The financial advisers “had just been on briefly at that point. We said this is where we are at this point; this is what we need. We have to go to FTA, and we have to share with them information to go forward,” he said.
“We had to come through and talk to you at that point to make our schedule and keep this project moving forward. That means we’re not going to stop trying to make it better, which is what I think we’ve done, is make it better.”
McKee later asked the board to rescind its December agreement to help find more local money but didn’t get any support.
Orange County has since hired its own consultant to look at the numbers and plans to talk with Durham about changing the local funding formula. Orange County now pays 23 percent of the local cost, based on its share of the light-rail line.
Commissioner Mark Marcoplos said he wants to see more information at a future meeting about the environmental effects, costs and other details of light-rail transit vs. bus-rapid transit, or BRT.
Hillsborough resident Bonnie Hauser is among those advocating to use the light-rail money for a BRT system, which gives high-capacity buses priority at traffic signals or puts them in dedicated lanes to be more efficient.
BRT will serve thousands of riders and be completed in a few years, Hauser said. Contrary to concerns about higher BRT costs – the project’s cost has tripled since 2012 – it’s still a fraction of LRT costs, she said.
“Since this project began in 2012, trains are now slower, less frequent and a lot more expensive. Shouldn’t Orange County be considering bus-rapid transit as an alternative for the Durham-Orange corridor? We’d have service a lot faster, a lot sooner, and it would free up funds for transportation throughout county,” she said.
BRT reinforces highway use and “less livable” urban design, Chapel Hill resident Tom Farmer said. Light rail “doesn’t choke our roadways; it doesn’t pollute our air and doesn’t consume our open spaces,” he said.
“In December and again tonight, Commissioner McKee asked when this project was going to cost $3 billion.

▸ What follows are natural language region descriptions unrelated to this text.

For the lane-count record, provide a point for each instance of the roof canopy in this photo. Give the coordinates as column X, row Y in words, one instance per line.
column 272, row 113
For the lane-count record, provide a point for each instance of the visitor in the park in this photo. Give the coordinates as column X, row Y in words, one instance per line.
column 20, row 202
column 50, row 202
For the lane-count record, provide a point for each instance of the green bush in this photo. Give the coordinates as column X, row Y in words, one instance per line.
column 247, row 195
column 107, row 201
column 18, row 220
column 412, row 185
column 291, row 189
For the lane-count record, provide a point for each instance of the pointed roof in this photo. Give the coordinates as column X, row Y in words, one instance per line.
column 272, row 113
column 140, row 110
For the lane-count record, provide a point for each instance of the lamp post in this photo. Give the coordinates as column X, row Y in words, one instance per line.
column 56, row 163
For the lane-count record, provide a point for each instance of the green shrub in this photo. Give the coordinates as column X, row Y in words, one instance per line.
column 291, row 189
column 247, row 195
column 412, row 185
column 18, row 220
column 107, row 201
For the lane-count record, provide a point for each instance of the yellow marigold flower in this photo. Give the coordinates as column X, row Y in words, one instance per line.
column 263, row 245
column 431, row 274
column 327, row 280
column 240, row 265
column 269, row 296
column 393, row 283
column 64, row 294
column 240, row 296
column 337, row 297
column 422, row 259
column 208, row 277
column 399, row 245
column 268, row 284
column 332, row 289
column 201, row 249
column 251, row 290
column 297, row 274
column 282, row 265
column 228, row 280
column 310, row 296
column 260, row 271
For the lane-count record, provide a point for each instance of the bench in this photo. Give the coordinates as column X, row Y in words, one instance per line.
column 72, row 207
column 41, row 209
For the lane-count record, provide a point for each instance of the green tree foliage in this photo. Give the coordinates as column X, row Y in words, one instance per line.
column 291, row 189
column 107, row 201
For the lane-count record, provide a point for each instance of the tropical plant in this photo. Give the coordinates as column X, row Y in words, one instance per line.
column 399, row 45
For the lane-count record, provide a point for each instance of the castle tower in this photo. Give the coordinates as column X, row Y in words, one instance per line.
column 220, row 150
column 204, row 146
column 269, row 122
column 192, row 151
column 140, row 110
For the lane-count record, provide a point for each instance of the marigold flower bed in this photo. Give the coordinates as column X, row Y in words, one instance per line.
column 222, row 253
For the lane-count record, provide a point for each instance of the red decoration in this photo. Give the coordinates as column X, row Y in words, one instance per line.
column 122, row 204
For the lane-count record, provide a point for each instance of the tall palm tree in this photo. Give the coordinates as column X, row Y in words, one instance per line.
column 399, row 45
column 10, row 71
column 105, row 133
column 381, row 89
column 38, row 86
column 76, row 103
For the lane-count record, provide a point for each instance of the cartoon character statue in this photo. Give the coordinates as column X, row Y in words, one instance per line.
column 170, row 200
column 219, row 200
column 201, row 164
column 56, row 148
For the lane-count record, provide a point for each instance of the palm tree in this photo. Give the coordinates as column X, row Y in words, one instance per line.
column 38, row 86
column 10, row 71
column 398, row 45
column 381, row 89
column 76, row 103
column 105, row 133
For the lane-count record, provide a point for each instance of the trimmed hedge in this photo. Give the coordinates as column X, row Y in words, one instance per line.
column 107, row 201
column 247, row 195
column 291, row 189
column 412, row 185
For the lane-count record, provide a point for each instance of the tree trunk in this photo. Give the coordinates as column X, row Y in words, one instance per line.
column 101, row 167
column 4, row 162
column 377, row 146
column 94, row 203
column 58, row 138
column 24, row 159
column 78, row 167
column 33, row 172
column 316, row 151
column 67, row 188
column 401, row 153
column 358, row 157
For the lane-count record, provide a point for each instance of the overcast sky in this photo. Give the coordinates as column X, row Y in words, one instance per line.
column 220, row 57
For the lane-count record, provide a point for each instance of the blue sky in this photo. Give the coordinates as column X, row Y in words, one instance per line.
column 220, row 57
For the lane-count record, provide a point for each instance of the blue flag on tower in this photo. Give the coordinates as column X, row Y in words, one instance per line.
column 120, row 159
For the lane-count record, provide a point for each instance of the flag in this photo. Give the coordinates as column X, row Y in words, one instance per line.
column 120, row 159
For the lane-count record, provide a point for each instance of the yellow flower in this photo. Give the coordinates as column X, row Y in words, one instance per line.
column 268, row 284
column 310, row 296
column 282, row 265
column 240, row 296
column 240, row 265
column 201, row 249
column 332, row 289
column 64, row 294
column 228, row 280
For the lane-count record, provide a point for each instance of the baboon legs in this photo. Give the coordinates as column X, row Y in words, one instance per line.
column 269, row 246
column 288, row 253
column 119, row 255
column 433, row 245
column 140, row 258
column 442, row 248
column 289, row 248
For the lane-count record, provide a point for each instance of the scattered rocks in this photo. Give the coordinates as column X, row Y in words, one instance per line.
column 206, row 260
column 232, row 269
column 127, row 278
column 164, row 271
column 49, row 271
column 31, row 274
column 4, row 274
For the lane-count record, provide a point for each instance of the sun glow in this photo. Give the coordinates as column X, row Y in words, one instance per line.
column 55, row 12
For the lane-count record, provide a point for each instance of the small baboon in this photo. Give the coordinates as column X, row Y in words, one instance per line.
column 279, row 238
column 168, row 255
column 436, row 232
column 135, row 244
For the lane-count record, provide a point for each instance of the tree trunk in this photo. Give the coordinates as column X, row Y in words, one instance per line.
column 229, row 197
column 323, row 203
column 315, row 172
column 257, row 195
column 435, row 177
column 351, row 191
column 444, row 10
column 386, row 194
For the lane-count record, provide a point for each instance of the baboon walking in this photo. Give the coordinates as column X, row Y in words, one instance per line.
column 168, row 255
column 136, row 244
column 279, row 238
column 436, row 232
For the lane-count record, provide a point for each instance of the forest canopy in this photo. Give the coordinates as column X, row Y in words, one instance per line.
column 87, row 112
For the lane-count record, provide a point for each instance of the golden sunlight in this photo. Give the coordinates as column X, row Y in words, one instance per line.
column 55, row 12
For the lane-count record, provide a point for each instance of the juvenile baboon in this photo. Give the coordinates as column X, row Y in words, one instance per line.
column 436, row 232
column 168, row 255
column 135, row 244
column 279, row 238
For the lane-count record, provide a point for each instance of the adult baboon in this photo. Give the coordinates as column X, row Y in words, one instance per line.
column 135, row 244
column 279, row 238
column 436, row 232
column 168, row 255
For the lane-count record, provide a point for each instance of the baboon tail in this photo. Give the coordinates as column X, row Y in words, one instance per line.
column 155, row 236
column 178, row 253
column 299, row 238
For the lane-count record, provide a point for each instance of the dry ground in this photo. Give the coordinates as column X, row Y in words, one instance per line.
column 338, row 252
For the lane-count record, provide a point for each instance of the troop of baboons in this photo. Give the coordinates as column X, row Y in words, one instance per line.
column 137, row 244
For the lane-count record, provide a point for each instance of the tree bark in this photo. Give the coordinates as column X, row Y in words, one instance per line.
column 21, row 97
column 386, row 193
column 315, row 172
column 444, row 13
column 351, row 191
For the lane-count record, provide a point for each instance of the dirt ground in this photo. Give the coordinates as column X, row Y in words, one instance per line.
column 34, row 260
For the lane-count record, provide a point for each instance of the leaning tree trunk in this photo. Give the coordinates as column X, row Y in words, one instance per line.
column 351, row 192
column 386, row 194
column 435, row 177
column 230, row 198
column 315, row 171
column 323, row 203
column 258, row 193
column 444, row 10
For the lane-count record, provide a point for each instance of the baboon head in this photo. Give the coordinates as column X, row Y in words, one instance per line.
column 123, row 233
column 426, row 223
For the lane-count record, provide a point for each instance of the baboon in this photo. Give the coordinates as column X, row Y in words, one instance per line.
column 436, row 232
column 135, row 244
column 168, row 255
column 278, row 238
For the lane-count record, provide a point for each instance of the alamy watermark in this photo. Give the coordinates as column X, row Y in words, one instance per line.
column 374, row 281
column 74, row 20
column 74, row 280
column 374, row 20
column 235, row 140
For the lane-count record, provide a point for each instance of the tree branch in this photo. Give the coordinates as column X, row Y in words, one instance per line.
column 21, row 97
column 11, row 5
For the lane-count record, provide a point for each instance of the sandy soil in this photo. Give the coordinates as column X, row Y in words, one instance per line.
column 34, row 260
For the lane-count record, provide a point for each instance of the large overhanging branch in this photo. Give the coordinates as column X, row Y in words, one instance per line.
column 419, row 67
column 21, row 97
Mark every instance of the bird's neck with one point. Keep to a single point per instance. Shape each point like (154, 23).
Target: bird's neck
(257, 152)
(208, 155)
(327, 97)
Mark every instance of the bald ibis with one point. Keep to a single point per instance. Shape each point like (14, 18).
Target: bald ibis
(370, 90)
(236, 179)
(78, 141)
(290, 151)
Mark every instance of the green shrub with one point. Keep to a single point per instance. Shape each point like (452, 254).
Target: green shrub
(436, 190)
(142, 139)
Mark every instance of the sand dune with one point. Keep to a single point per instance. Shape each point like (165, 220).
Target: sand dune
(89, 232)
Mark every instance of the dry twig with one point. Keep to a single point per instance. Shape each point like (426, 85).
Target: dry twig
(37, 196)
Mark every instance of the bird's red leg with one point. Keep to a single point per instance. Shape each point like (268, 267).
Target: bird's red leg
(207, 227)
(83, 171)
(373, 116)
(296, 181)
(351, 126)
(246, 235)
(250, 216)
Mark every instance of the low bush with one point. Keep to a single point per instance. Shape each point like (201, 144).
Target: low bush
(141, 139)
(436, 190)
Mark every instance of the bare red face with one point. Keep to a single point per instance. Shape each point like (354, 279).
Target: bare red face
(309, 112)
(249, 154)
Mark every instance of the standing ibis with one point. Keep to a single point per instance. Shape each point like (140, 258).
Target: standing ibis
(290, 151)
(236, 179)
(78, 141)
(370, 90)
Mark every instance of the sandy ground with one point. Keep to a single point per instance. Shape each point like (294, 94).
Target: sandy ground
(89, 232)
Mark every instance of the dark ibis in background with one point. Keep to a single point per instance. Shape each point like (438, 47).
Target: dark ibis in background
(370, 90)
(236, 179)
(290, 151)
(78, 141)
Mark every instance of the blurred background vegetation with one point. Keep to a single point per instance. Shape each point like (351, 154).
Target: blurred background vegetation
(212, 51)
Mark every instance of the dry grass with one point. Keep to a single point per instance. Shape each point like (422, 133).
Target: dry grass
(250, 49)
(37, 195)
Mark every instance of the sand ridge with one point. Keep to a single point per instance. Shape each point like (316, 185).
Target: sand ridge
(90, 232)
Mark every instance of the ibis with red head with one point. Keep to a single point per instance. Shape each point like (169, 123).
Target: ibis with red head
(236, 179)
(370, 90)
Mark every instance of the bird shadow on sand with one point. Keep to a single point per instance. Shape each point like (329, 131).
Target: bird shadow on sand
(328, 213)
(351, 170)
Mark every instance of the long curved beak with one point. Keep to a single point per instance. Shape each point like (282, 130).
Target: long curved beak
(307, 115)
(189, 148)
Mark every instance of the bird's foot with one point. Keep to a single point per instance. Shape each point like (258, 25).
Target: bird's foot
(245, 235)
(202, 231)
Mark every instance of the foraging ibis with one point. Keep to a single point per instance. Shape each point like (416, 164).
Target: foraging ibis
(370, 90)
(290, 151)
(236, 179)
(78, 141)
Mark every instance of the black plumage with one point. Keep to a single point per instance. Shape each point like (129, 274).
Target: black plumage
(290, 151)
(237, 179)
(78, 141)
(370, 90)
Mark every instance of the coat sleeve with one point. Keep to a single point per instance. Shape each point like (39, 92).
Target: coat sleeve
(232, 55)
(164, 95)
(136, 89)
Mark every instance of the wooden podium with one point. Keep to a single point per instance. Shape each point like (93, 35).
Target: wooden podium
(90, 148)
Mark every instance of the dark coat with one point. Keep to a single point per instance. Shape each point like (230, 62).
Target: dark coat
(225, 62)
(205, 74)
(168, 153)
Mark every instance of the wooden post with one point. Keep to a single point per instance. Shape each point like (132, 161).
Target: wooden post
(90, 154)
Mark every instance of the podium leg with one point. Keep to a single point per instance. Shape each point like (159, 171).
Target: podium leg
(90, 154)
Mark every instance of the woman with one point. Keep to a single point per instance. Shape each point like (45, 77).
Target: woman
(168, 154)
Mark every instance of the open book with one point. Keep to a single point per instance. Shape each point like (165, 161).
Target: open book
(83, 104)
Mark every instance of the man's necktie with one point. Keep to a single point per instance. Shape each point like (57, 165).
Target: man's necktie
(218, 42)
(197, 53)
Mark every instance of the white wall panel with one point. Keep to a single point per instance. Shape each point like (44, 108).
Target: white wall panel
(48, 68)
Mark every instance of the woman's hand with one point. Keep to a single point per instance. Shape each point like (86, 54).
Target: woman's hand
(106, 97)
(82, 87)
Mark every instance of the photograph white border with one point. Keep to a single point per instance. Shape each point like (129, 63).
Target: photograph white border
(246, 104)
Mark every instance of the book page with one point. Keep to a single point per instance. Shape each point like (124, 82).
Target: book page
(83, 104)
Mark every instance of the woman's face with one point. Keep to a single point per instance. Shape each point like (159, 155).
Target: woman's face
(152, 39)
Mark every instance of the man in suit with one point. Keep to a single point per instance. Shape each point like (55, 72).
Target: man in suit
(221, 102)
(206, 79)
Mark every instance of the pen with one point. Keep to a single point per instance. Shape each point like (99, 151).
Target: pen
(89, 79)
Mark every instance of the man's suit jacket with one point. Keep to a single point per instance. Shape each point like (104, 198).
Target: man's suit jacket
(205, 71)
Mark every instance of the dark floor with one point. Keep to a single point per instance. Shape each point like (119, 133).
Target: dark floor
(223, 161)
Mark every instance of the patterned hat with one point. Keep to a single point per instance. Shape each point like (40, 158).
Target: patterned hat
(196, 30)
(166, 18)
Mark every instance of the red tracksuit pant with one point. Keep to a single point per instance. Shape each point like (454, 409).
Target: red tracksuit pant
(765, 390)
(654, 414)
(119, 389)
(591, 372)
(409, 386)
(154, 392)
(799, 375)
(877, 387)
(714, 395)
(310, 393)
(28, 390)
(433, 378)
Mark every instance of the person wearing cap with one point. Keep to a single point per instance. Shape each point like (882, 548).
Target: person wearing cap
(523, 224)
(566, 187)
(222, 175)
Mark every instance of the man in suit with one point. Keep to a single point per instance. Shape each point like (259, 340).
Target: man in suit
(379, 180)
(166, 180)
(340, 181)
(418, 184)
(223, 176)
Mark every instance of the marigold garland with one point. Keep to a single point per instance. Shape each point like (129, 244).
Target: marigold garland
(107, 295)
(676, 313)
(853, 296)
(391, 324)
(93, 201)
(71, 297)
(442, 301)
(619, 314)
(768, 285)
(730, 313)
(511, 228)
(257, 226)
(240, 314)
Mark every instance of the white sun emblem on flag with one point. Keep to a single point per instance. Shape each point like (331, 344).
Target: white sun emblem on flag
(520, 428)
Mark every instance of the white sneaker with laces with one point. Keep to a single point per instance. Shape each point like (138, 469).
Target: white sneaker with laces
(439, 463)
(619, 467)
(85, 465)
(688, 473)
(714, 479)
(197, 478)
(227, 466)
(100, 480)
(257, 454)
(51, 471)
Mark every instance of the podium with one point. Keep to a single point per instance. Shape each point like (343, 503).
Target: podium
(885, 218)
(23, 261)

It will reach that number if we delay, only to realize later that our economic future and access to jobs require efficient, high-capacity transit,” Farmer said.
Commissioners Chairman Mark Dorosin said the board expects regular updates from GoTriangle this year.
“There’s a lot of strong feelings in the community about this, but I think ... everybody has some really important shared goals, which is getting all the information possible and having it conveyed – both to us on the board and in the community – in the most clear, the most accessible and the most understandable way possible,” he said, “so that the decisions that we all have to make around this are based on a shared and reasonable set of facts and assumptions.”